Calibrating one-dimensional velocity model for downhole microseismic monitoring using station-pair differential arrival times based on the differential evolution method

Abstract

For microseismic monitoring, in order to obtain accurate microseismic locations, a good estimation of the velocity model for the region covering the monitoring stations and microseismic sources is crucial. Perforation shots are generally used to estimate a velocity model suitable for microseismic location. However, the origin times of the perforation shots are generally not accurate. To mitigate the effect of inaccurate origin times of perforation shots on calibrating the velocity model, we propose to search for a velocity model fitting for station-pair differential arrival times instead of absolute arrival times from perforation shots.
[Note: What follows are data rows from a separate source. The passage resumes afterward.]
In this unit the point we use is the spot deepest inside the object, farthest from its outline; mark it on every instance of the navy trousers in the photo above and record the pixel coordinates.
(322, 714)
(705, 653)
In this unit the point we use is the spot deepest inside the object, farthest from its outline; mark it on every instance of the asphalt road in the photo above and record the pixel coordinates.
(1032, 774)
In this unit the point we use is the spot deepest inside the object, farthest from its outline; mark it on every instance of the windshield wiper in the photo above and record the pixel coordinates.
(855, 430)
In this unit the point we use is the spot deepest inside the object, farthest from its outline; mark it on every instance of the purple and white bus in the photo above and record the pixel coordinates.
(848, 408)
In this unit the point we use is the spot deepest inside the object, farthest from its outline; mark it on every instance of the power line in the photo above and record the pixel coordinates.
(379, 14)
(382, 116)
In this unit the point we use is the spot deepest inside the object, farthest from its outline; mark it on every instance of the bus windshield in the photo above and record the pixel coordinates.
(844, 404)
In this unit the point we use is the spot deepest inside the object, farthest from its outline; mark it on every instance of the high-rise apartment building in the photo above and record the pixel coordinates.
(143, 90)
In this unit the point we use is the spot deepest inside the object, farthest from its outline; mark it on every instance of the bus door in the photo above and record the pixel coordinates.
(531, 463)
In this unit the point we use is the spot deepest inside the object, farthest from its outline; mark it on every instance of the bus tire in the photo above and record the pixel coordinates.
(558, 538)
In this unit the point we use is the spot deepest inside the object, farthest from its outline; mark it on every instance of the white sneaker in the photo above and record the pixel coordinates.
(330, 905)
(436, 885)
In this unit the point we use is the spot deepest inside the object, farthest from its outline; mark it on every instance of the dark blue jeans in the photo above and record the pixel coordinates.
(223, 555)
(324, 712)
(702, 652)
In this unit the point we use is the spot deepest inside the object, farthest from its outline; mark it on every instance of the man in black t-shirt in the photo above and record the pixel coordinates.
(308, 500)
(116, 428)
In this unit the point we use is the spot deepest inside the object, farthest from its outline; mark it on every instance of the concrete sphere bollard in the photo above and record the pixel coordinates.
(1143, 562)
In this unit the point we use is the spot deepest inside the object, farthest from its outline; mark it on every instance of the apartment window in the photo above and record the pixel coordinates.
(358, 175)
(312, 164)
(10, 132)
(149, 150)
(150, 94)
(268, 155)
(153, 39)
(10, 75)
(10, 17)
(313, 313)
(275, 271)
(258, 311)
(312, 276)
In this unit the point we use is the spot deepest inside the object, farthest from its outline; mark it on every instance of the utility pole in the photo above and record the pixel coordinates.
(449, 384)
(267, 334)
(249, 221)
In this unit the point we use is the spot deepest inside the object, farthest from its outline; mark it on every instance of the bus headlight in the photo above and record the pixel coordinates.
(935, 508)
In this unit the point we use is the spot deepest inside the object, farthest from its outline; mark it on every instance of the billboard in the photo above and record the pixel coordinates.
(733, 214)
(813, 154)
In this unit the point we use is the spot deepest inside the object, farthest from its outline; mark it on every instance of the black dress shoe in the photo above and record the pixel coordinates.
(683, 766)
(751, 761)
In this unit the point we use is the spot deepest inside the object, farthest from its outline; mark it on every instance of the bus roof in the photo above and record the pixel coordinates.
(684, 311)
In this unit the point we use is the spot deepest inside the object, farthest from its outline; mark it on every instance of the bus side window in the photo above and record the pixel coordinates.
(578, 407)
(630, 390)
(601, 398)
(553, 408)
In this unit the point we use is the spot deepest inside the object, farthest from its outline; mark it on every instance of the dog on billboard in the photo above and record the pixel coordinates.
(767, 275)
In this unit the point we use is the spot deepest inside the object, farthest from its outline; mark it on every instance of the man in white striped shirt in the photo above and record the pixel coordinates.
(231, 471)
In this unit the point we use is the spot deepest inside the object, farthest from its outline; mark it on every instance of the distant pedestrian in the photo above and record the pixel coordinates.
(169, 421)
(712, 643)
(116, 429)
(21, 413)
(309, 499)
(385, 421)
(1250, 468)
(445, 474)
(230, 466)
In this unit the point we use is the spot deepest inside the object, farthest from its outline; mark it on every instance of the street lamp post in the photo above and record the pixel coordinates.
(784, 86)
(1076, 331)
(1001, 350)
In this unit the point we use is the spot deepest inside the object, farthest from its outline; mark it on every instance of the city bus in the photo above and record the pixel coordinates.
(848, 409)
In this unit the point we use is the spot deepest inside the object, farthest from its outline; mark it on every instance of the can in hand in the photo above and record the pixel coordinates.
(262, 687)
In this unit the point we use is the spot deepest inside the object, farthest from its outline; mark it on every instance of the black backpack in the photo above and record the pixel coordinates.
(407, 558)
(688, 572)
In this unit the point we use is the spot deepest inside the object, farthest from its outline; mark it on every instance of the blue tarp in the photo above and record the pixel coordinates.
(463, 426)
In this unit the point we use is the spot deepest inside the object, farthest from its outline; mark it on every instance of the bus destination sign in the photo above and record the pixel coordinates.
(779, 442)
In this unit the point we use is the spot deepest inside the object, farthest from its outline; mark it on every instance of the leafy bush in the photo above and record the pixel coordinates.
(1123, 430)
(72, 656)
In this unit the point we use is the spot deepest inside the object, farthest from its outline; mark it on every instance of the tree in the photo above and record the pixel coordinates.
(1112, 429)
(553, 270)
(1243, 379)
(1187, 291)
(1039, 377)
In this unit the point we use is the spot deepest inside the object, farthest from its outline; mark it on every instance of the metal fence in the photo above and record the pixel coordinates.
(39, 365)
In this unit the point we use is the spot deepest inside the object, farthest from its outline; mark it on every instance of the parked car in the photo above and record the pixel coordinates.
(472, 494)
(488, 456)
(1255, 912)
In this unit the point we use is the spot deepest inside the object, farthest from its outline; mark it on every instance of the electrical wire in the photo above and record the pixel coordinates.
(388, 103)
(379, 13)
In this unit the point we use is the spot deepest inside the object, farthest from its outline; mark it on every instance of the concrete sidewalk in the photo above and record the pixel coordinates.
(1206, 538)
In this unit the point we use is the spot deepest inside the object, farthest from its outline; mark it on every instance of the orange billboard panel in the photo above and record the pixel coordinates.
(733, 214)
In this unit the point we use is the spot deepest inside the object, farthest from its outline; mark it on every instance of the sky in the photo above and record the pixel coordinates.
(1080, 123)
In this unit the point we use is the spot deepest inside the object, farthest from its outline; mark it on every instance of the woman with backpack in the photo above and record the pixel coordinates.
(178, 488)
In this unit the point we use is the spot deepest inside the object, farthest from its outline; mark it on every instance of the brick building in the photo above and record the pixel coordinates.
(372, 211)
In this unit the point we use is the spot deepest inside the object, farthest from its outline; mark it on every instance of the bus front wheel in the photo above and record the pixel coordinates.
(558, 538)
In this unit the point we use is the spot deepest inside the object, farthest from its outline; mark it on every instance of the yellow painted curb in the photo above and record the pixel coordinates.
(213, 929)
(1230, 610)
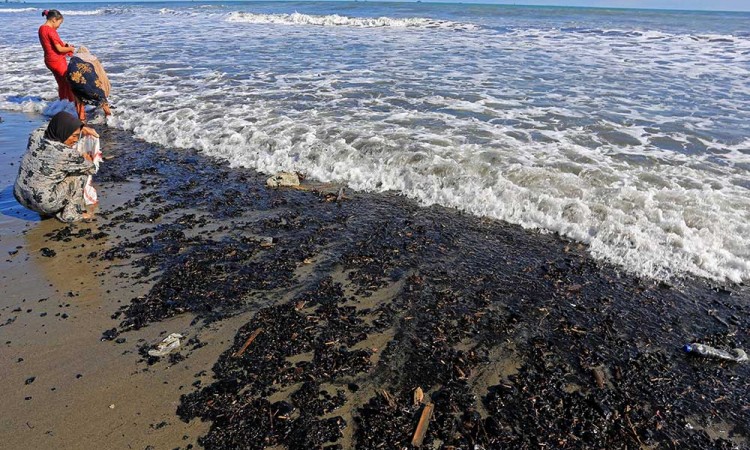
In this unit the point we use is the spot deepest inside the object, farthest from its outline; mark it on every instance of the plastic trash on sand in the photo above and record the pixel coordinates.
(167, 345)
(89, 145)
(736, 355)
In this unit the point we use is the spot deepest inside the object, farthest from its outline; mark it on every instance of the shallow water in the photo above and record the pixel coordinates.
(624, 129)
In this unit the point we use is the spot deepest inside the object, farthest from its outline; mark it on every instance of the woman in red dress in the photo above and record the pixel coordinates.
(55, 52)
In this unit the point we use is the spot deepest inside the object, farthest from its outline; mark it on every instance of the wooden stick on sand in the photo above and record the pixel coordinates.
(424, 421)
(248, 342)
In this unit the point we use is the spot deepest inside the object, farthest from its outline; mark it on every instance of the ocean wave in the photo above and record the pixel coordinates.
(17, 10)
(95, 12)
(738, 38)
(345, 21)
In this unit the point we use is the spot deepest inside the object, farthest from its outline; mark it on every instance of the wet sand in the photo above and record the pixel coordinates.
(517, 338)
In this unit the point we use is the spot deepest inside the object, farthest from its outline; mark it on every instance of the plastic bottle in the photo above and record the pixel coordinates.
(736, 355)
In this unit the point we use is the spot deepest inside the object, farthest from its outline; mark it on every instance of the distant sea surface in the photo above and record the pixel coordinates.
(628, 130)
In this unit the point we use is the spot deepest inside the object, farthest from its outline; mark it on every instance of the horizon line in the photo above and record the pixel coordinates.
(450, 2)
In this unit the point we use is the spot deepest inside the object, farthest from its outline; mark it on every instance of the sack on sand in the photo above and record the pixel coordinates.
(89, 146)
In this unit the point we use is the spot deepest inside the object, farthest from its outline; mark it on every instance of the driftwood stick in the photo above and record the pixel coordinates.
(424, 421)
(247, 343)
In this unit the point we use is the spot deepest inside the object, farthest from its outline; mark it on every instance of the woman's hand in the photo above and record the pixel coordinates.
(88, 131)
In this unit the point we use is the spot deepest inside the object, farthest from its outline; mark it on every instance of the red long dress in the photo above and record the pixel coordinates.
(55, 61)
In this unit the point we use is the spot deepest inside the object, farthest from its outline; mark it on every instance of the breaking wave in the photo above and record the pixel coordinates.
(17, 10)
(345, 21)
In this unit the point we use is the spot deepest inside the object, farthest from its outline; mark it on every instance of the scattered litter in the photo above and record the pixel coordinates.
(388, 398)
(736, 355)
(424, 422)
(283, 179)
(599, 376)
(164, 347)
(248, 342)
(418, 395)
(267, 241)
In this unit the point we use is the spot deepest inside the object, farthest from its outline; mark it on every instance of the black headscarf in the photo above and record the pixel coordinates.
(62, 126)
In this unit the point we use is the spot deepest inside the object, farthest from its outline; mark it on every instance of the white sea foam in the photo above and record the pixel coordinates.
(17, 10)
(344, 21)
(95, 12)
(636, 142)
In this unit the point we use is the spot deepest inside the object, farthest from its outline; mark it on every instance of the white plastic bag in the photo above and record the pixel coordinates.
(89, 146)
(89, 193)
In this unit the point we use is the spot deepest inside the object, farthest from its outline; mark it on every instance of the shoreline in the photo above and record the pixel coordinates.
(383, 295)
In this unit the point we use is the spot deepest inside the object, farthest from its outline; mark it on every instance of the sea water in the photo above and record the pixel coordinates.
(628, 130)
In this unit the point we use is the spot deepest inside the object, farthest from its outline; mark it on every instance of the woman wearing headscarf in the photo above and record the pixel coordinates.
(55, 52)
(53, 174)
(88, 81)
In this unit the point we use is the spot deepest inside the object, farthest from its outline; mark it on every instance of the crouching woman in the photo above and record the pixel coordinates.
(53, 172)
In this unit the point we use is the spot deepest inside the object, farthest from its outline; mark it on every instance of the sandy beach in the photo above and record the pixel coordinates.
(518, 339)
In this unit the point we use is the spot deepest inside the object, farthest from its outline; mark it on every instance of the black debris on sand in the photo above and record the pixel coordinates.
(519, 339)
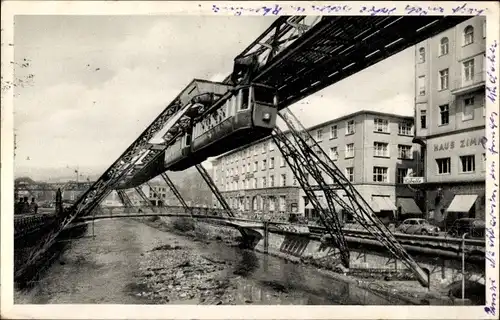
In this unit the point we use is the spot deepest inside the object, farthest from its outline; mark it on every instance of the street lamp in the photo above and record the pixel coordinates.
(463, 266)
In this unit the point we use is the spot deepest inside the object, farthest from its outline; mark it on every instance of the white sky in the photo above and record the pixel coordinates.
(72, 115)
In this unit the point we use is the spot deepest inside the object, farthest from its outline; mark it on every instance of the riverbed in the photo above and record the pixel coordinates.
(129, 262)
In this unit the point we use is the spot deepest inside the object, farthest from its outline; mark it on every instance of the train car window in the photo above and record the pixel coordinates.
(244, 99)
(224, 111)
(232, 107)
(263, 95)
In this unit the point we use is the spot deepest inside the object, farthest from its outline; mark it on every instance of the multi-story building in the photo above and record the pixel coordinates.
(450, 120)
(373, 149)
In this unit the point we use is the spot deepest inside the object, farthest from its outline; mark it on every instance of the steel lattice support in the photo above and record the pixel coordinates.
(213, 187)
(143, 196)
(176, 192)
(124, 199)
(358, 206)
(104, 185)
(299, 160)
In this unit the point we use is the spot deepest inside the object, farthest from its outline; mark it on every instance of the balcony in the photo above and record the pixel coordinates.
(462, 86)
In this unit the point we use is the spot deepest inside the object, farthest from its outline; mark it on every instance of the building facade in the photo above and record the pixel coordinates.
(374, 150)
(450, 121)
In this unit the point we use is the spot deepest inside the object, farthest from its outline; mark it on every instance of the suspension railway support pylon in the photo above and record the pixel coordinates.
(356, 204)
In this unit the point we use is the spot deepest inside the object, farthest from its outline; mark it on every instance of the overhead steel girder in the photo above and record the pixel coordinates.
(356, 58)
(277, 37)
(360, 209)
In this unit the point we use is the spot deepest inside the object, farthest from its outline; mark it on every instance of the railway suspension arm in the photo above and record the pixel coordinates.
(357, 206)
(103, 186)
(144, 198)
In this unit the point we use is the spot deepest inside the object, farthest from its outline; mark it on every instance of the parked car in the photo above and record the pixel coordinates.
(474, 228)
(417, 226)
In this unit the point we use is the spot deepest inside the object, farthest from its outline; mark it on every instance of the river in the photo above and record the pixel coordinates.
(114, 267)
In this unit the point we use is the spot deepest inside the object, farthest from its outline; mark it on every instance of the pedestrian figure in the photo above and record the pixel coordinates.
(25, 206)
(18, 207)
(58, 201)
(33, 206)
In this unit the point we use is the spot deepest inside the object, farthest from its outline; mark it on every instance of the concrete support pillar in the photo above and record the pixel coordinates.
(266, 237)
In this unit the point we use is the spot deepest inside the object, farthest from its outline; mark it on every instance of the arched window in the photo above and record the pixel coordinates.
(468, 35)
(421, 55)
(444, 47)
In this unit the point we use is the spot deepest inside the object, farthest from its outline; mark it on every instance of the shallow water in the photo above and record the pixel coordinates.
(104, 269)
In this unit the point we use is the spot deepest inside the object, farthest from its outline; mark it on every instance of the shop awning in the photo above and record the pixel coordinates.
(462, 203)
(408, 206)
(383, 204)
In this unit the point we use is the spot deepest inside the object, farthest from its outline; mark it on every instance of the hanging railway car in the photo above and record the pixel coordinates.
(221, 119)
(242, 116)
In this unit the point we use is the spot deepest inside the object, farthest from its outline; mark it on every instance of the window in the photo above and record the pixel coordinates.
(468, 163)
(333, 132)
(444, 165)
(380, 174)
(349, 172)
(271, 204)
(380, 149)
(381, 125)
(469, 70)
(401, 174)
(349, 150)
(468, 112)
(443, 79)
(350, 127)
(319, 135)
(421, 55)
(421, 86)
(404, 152)
(282, 161)
(405, 128)
(445, 114)
(282, 203)
(423, 119)
(334, 155)
(468, 35)
(444, 46)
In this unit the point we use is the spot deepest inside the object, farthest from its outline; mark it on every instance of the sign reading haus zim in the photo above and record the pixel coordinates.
(463, 143)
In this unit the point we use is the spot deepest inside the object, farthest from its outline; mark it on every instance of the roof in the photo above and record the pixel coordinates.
(323, 124)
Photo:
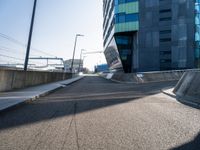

Another advantage of using station-pair differential arrival times is that waveform cross-correlation can be used to estimate more accurate differential times because of waveform similarity among stations for perforation shots. Due to high nonlinearity of the objective function for estimating one-dimensional velocity model, the differential evolution (DE) method for solving high-dimensional global optimization problems is utilized in the optimization. Compared to the grid-search method, the DE method is much more efficient. Synthetic tests based on a downhole microseismic monitoring system show the effectiveness of the proposed method to recover the velocity model. We also test our DE-based method by using perforation shots for a real microseismic monitoring project. Compared to the well sonic velocity model, station-pair differential arrival times are better fitted and perforation shots are also more accurately relocated with the calibrated velocity model.